他の人間にとっては当然のそのことが、みくにとっては当然ではなかった。
今までずっと話せた存在が、気持ちがわかった存在が……何を言っているのかわからない。何を考えているのかわからない。
それは、とてもこわいことだった。
みくにとって、ミケと話せることは当然のことだったのだ。
親と話すように、叔母と話すように、常連客と話すように。
妹と話すように、みくはミケと話していた。
それが、突然、話せなくなった。
みくは何が起こったのかわからなかったし、だからこそ、何度も何度も試したのだ。
これはミケがふざけているだけだ。ただの悪ふざけだ。そう思おうとした。
だが、ミケがそんなことをする性格ではないことは、みくがいちばんわかっていた。
今までずっと、ミケの気持ちがわかったみくだからこそ、そんなわけがないとわかっていた。

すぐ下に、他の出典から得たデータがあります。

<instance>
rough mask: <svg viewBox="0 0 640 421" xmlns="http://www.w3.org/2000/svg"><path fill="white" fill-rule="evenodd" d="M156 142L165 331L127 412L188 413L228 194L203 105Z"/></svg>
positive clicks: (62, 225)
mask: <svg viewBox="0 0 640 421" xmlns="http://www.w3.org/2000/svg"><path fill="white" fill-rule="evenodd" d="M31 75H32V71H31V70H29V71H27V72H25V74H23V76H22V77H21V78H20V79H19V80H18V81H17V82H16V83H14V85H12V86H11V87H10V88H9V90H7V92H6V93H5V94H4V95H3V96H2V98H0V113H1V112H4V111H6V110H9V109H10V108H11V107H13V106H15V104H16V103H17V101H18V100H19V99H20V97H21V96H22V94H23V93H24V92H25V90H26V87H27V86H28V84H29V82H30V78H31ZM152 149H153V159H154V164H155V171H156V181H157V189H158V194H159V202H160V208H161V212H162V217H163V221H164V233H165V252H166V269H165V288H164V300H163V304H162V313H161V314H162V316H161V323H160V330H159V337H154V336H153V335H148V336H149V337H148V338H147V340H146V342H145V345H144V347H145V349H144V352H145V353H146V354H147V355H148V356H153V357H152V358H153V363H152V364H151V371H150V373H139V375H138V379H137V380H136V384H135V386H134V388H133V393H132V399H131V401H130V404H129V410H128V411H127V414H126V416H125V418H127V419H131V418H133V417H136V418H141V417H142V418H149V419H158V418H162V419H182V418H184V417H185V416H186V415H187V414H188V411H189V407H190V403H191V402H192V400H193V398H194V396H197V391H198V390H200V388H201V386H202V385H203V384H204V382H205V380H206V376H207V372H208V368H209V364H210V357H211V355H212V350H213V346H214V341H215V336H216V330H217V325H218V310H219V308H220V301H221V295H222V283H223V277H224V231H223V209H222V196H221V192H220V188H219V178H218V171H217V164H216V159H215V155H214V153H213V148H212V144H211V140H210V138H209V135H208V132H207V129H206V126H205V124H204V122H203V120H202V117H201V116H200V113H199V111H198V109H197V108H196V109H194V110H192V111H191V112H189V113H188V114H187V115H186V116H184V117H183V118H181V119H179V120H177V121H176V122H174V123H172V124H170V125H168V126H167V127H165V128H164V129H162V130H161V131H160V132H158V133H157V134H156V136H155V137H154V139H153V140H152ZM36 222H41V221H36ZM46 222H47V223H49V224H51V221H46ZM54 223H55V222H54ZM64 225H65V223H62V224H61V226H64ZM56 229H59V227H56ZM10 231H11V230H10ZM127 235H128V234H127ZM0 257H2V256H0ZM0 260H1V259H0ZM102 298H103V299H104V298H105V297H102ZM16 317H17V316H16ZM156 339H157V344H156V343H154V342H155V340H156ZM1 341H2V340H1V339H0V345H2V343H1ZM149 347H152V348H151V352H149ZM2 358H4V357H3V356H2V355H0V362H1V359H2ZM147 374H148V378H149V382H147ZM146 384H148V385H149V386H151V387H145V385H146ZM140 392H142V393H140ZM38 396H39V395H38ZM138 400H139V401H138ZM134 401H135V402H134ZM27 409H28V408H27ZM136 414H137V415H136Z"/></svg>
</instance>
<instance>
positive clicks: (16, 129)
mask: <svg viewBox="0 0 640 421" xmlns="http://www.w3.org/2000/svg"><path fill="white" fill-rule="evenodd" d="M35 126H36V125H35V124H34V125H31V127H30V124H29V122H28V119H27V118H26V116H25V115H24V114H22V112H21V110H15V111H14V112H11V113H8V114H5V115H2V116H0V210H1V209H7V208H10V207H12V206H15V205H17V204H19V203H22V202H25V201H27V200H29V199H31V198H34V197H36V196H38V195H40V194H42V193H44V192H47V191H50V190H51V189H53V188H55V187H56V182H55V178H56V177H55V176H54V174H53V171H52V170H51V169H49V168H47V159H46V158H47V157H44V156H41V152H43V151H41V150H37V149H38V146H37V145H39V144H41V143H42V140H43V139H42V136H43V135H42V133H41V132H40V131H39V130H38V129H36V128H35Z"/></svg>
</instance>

それでも、それでも、それでも……みくにとって、ミケと話せなくなるということは、認めたくないことだった。
認めたくなくて、認めたくなくて……でも、やっぱり、わからなくて。
「にゃあ」
ミケが鳴く。
しかし、みくの耳には「にゃあ」としか聞こえない。
それ以上、何も、わからない。
みくにとって、ミケは大きな存在だった。
自分の肉親と言ってもいいような、そんな存在。
それなのに――今、そんな肉親の気持ちが、みくにはわからない。
こわかった。
ただ、ただ、こわかった。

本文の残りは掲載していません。